Akhirnya System-6 ini jebol juga karena peralatan tidak ditambah (konon sudah tidak diproduksi lagi, bahkan pabriknya tutup) sementara penggunaannya tidak mengenal hari libur. Pada saat itu (1994) Kompas membentuk organisasi Teknologi Informasi yang dipimpin Joseph Widodo. Dengan bantuan beberapa tenaga dari Bagian Pracetak PT Gramedia, Kompas pada tahun 1995 menggunakan Macintosh.

Di sini tenaga layout yang semula bekerja dengan menggambar rencana, kini harus mengaplikasikan langsung rencananya tersebut ke Macintosh. Hasil akhirnya, setiap halaman bisa dicetak langsung oleh redaktur produksi, bahkan dari situ bisa langsung membuat filmnya.

Ketika naskah ini disusun pada tahun 2004, Kompas baru dua tahun memasuki era produksi baru yaitu sistem terpadu (integrated system), berbasis GN3, produk Italia.
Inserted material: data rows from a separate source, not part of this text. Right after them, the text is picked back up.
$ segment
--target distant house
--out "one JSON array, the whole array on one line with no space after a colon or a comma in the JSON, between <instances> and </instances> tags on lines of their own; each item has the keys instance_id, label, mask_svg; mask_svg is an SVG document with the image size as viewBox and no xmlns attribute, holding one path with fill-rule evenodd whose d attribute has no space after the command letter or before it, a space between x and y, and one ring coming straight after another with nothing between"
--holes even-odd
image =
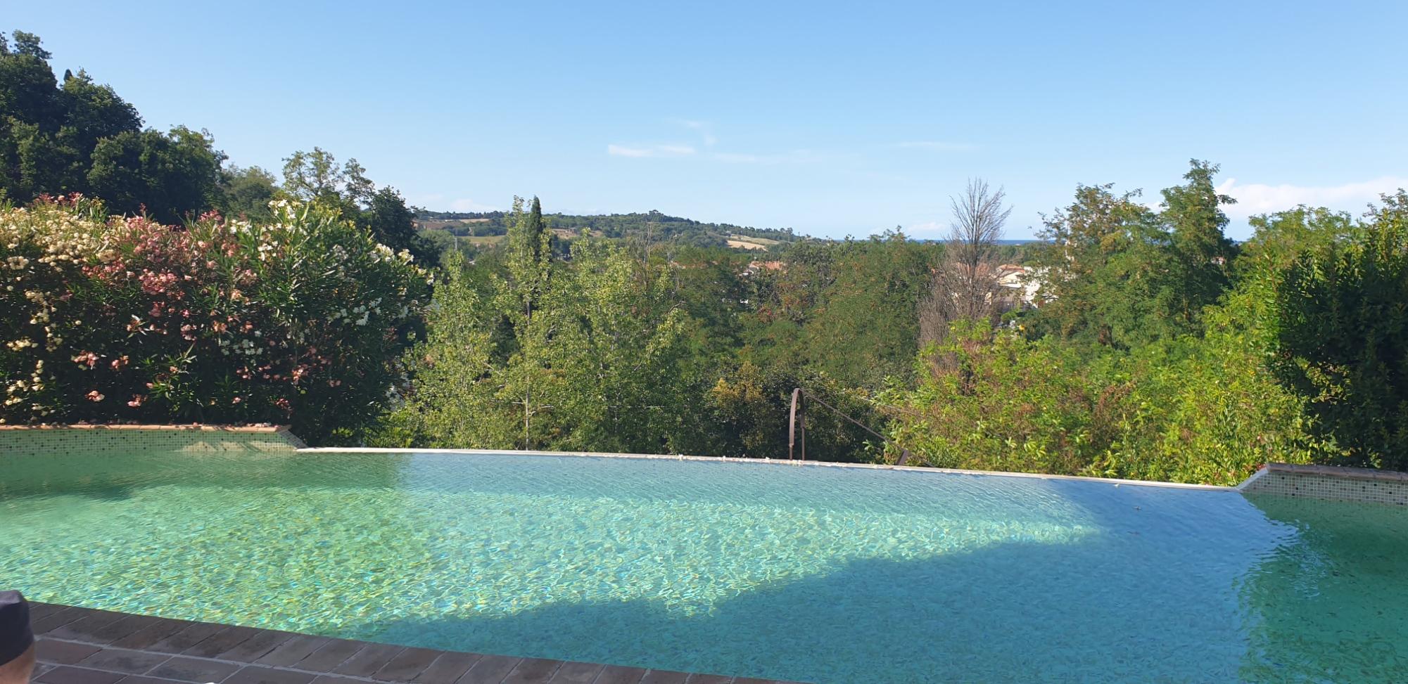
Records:
<instances>
[{"instance_id":1,"label":"distant house","mask_svg":"<svg viewBox=\"0 0 1408 684\"><path fill-rule=\"evenodd\" d=\"M1036 305L1036 291L1042 287L1045 269L1028 269L1015 263L997 267L997 284L1007 290L1004 308L1026 308Z\"/></svg>"}]
</instances>

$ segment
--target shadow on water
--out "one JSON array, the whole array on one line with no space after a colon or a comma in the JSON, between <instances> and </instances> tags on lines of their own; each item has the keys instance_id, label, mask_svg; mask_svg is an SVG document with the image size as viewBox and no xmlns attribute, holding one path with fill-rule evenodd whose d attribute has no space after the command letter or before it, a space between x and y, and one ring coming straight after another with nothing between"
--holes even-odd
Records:
<instances>
[{"instance_id":1,"label":"shadow on water","mask_svg":"<svg viewBox=\"0 0 1408 684\"><path fill-rule=\"evenodd\" d=\"M1302 504L1253 507L1226 494L1225 505L1259 518L1263 540L1264 525L1295 526L1273 543L1229 536L1198 547L1114 529L1071 543L855 559L694 614L653 600L563 595L508 615L389 616L353 631L403 645L822 684L1404 681L1402 511L1366 519L1329 504L1332 514L1307 521Z\"/></svg>"},{"instance_id":2,"label":"shadow on water","mask_svg":"<svg viewBox=\"0 0 1408 684\"><path fill-rule=\"evenodd\" d=\"M1408 681L1408 511L1247 497L1297 531L1247 577L1249 681Z\"/></svg>"},{"instance_id":3,"label":"shadow on water","mask_svg":"<svg viewBox=\"0 0 1408 684\"><path fill-rule=\"evenodd\" d=\"M822 684L1149 681L1153 673L1159 681L1235 680L1246 650L1231 578L1178 580L1157 567L1166 559L1102 563L1122 546L1022 542L911 562L852 560L694 615L655 601L563 600L500 616L389 618L355 632Z\"/></svg>"}]
</instances>

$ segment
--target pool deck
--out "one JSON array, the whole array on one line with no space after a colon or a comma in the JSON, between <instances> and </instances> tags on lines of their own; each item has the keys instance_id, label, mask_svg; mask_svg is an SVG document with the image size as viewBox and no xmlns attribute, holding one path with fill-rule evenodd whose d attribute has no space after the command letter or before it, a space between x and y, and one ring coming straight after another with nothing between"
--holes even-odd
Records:
<instances>
[{"instance_id":1,"label":"pool deck","mask_svg":"<svg viewBox=\"0 0 1408 684\"><path fill-rule=\"evenodd\" d=\"M794 684L31 604L38 684Z\"/></svg>"}]
</instances>

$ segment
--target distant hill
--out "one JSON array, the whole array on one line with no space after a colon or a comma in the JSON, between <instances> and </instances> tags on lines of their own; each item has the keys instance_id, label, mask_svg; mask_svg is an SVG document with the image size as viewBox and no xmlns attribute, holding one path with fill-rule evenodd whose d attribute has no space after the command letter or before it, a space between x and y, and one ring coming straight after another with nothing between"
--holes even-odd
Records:
<instances>
[{"instance_id":1,"label":"distant hill","mask_svg":"<svg viewBox=\"0 0 1408 684\"><path fill-rule=\"evenodd\" d=\"M658 242L676 241L696 246L748 251L767 251L781 242L803 239L801 235L793 234L791 228L705 224L659 211L593 215L548 214L546 218L548 224L565 236L590 232L607 238L648 238ZM428 231L480 238L476 242L494 242L494 236L508 232L507 213L504 211L421 211L417 215L417 224Z\"/></svg>"}]
</instances>

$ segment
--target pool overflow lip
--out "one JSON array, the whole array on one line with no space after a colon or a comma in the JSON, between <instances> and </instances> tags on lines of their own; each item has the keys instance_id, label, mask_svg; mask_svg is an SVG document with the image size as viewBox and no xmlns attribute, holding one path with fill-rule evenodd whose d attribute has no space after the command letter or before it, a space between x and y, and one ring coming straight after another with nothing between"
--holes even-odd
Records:
<instances>
[{"instance_id":1,"label":"pool overflow lip","mask_svg":"<svg viewBox=\"0 0 1408 684\"><path fill-rule=\"evenodd\" d=\"M31 604L38 684L798 684L490 656Z\"/></svg>"},{"instance_id":2,"label":"pool overflow lip","mask_svg":"<svg viewBox=\"0 0 1408 684\"><path fill-rule=\"evenodd\" d=\"M1107 483L1117 487L1171 487L1205 491L1238 491L1243 494L1284 494L1293 497L1333 501L1362 501L1408 505L1408 473L1360 467L1267 463L1235 487L1217 484L1186 484L1152 480L1119 480L1111 477L1059 476L1045 473L1005 473L993 470L915 467L884 463L834 463L791 459L741 459L727 456L686 456L663 453L612 452L546 452L498 449L377 449L377 448L308 448L284 425L0 425L0 455L55 453L63 450L111 450L132 448L177 450L259 450L298 453L446 453L446 455L521 455L521 456L583 456L615 459L672 459L712 463L786 464L797 467L843 467L870 470L900 470L914 473L946 473L986 477L1026 477L1041 480L1077 480Z\"/></svg>"},{"instance_id":3,"label":"pool overflow lip","mask_svg":"<svg viewBox=\"0 0 1408 684\"><path fill-rule=\"evenodd\" d=\"M929 473L929 474L964 474L964 476L980 476L980 477L1024 477L1033 480L1071 480L1071 481L1087 481L1087 483L1107 483L1114 486L1132 486L1132 487L1170 487L1180 490L1207 490L1207 491L1238 491L1236 487L1222 486L1222 484L1191 484L1191 483L1166 483L1157 480L1121 480L1115 477L1084 477L1084 476L1063 476L1063 474L1049 474L1049 473L1012 473L1004 470L964 470L952 467L924 467L924 466L894 466L888 463L838 463L829 460L794 460L794 459L752 459L752 457L734 457L734 456L689 456L683 453L615 453L615 452L545 452L545 450L515 450L515 449L401 449L401 448L375 448L375 446L314 446L307 449L298 449L298 453L422 453L422 455L446 455L446 456L563 456L563 457L587 457L587 459L642 459L642 460L689 460L701 463L741 463L753 466L783 466L783 467L841 467L841 469L862 469L862 470L897 470L903 473Z\"/></svg>"}]
</instances>

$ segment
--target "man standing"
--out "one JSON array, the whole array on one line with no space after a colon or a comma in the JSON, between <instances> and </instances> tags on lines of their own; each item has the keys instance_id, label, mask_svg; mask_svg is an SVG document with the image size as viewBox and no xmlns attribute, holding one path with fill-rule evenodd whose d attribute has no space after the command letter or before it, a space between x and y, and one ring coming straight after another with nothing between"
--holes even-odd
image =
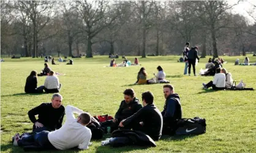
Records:
<instances>
[{"instance_id":1,"label":"man standing","mask_svg":"<svg viewBox=\"0 0 256 153\"><path fill-rule=\"evenodd\" d=\"M164 97L166 99L162 115L164 119L163 133L171 135L176 129L176 120L182 117L180 98L174 93L173 85L163 86Z\"/></svg>"},{"instance_id":2,"label":"man standing","mask_svg":"<svg viewBox=\"0 0 256 153\"><path fill-rule=\"evenodd\" d=\"M36 132L21 138L17 133L13 145L26 146L34 144L42 149L66 150L74 147L80 149L88 149L92 134L91 130L86 126L91 121L91 115L72 105L67 105L65 112L66 121L59 129ZM77 119L73 113L78 115Z\"/></svg>"},{"instance_id":3,"label":"man standing","mask_svg":"<svg viewBox=\"0 0 256 153\"><path fill-rule=\"evenodd\" d=\"M189 61L189 76L190 75L191 65L193 66L194 75L195 76L195 60L197 59L199 62L199 57L198 54L197 49L198 48L195 46L195 48L191 48L189 51L188 54L188 61Z\"/></svg>"},{"instance_id":4,"label":"man standing","mask_svg":"<svg viewBox=\"0 0 256 153\"><path fill-rule=\"evenodd\" d=\"M141 96L144 107L132 116L122 120L119 126L140 130L157 141L162 135L163 118L159 110L153 104L153 94L146 91Z\"/></svg>"},{"instance_id":5,"label":"man standing","mask_svg":"<svg viewBox=\"0 0 256 153\"><path fill-rule=\"evenodd\" d=\"M142 108L142 105L140 104L140 101L136 98L135 93L132 88L126 89L123 93L124 100L121 102L114 119L102 123L102 127L104 128L110 127L111 131L116 130L118 129L119 123L122 119L130 117Z\"/></svg>"},{"instance_id":6,"label":"man standing","mask_svg":"<svg viewBox=\"0 0 256 153\"><path fill-rule=\"evenodd\" d=\"M42 103L28 112L28 116L34 123L33 132L52 131L61 128L65 114L62 101L62 96L56 93L53 95L51 102ZM35 117L37 115L37 119Z\"/></svg>"},{"instance_id":7,"label":"man standing","mask_svg":"<svg viewBox=\"0 0 256 153\"><path fill-rule=\"evenodd\" d=\"M187 74L187 64L188 64L188 59L187 55L189 51L189 43L187 42L186 43L186 46L183 49L183 59L184 62L185 62L185 69L184 69L184 75Z\"/></svg>"}]
</instances>

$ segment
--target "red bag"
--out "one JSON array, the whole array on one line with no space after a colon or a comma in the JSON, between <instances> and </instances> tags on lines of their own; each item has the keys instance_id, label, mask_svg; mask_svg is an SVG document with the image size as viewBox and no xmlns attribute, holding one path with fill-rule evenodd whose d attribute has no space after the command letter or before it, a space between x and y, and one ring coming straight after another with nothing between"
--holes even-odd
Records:
<instances>
[{"instance_id":1,"label":"red bag","mask_svg":"<svg viewBox=\"0 0 256 153\"><path fill-rule=\"evenodd\" d=\"M108 116L108 115L96 115L93 116L95 119L96 119L99 122L105 122L108 120L113 119L114 118L111 116Z\"/></svg>"}]
</instances>

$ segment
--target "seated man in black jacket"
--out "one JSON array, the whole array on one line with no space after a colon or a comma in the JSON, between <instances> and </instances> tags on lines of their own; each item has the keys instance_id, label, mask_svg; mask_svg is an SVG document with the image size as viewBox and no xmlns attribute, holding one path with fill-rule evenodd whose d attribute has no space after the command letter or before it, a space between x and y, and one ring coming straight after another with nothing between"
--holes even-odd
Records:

Dengan sistem ini, redaktur dengan bantuan pendisain, bisa langsung mengisi dan membentuk halamannya sendiri tanpa harus membuat kode-kode yang menyulitkan mereka.

Dengan sistem ini sebenarnya satu lagi proses kerja terpotong. Layoutman tidak diperlukan karena layout sudah disimpan dalam template komputer. Redaksi tinggal memanggil, model mana yang  hendak mereka gunakan.

Dalam perkembangannya, walau sudah lebih setahun berjalan, layoutman tetap diperlukan karena redaktur belum terampil mengoperasikan GN3.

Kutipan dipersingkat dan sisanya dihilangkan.